Due to a lack of long-term data into the possible impacts of these drugs, some people have proposed a possible solution of only prescribing these drugs within studies until more data arises. But this would restrict these drugs to only those who choose to be trial participants, creating further ethical conundrums, says Horowicz. Furthermore, Horowicz states that clinical frameworks, such as WPATH’s guidelines, are already based on evidence from trials of these well-established drugs. New studies for this use would be “more to satisfy those who are concerned about the provision of puberty blockers than any kind of traditional expected model of pharmacological research”.

Possible consequences

Last year, the Biden administration proposed the implementation of a rule in section 1557, that would protect against limiting access to care by stating that “categorically refusing to provide treatment to an individual based on their gender identity is prohibited discrimination”. However, the recent state-specific gender affirmation legislations may look to contradict this. For example, in Florida, the Agency for Health Care Administration has prohibited Medicaid from covering any kind of gender-affirming care procedures like hormone therapies.

Campo-Engelstein says some states like Texas don’t allow coverage for gender-affirming care through public systems. However, she points out that gender affirmation practices are still completely legal in the context of intersex “correction”, yet lawmakers contradict their use for transgender individuals.

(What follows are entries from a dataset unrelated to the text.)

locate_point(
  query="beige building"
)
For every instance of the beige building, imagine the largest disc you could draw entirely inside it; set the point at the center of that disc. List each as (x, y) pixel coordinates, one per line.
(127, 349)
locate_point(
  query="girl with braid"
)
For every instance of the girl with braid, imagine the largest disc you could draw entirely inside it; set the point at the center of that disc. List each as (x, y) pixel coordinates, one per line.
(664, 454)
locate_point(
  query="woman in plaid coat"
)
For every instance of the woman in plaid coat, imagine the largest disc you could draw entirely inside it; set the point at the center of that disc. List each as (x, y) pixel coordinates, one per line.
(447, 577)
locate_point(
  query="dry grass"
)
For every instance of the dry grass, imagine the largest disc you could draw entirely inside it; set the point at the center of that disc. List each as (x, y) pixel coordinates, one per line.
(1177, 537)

An immediate consequence of the possible legal ramifications of the bills is a shift in patient care and healthcare coverage, particularly for publicly funded hospitals. A bellwether for which states may see major changes in drug prescription and coverage, may be the ones that saw changes in access to abortion following the Supreme Court overturning Roe v Wade. “States that are banning abortion are going to be more likely to ban gender affirming care, because they’re both motivated by the same social and political values,” says Campo-Engelstein.

DeCoster says the lack of consultation with clinicians and patients in deciding these legislations does a disservice to those most affected by the new laws. “We should be having a health care system that is helping support and to raise up people to give them what they need,” he says.